Para conseguir manter-me mais tempo sentado no selim, deixava abrandar a bicicleta até velocidades mais baixas. Depois voltava a pedalar lentamente até que os pedais ficassem soltos outra vez… para de seguida deixar de pedalar, de modo que a bicicleta perdesse velocidade mais uma vez… e assim sucessivamente.
Estaria condenado a seguir assim aos soluços por mais 3 horas até chegar a Maputo.
Já passavam das 10h00, quando algo inédito aconteceu.
De repente a bicicleta começou a ganhar velocidade sozinha.
A princípio pensei que estaria a descer ligeiramente e por algum tipo de ilusão óptica eu não era capaz de detectar o declive. Consultei o GPS… este dizia-me que, contrariamente ao que eu pensava… eu estava a subir ligeiramente.

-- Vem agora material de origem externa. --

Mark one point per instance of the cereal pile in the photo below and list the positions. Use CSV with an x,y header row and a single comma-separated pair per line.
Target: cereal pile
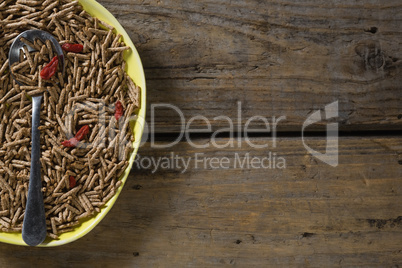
x,y
85,134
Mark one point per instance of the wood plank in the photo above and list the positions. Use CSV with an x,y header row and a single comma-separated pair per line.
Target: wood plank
x,y
309,214
278,58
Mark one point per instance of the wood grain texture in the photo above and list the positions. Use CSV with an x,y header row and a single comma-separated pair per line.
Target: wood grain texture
x,y
306,215
278,58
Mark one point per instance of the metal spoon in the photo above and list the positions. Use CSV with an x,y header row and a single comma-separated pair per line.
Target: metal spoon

Olhei para trás, por cima do meu ombro, com o objectivo de verificar se alguma coisa estaria a empurrar me, sem que eu desse conta disso.
Mantinha-me acima dos 20Kms/h sem que no entanto tivesse que dar aos pedais.
Até que por fim percebo que estava a ser empurrado pelo vento.
Fiquei estupefacto!
Eu pedalara mais de 8.100Kms em 167 dias. Todos eles a levar com vento bem de frente nas bentas. E logo agora que eu não tinha pressa nenhuma de chegar é que o Sr. Vento, resolvia dar um “empurrãozinho”.
Continuei a minha pedalada rumo a Maputo.
O iPod debitava música gasta que em nada alterava o meu estado de espírito nem o meu andamento. Por vezes dava por mim a tentar lembrar-me qual a última música que este resolvera partilhar com os meus ouvidos, mas sem grande sucesso.
Era como se o iPod fosse desligado, pois eu não ouvia nem distingui os sons por ele emanados, tal era o meu estado de hipnopatia.
Dava por mim a ordenar ideias dentro da minha cabeça.
Sem entender muito bem porquê, estas começavam de trás para a frente.
Em primeiro lugar tinha a batalha ganha contra os pensamentos nostálgicos. Conseguia aceitar que a Viagem de Bicicleta entre Luanda e Maputo haveria de acabar um dia… e esse dia chegara (hoje) ao meu calendário… e com o objectivo (bem) alcançado.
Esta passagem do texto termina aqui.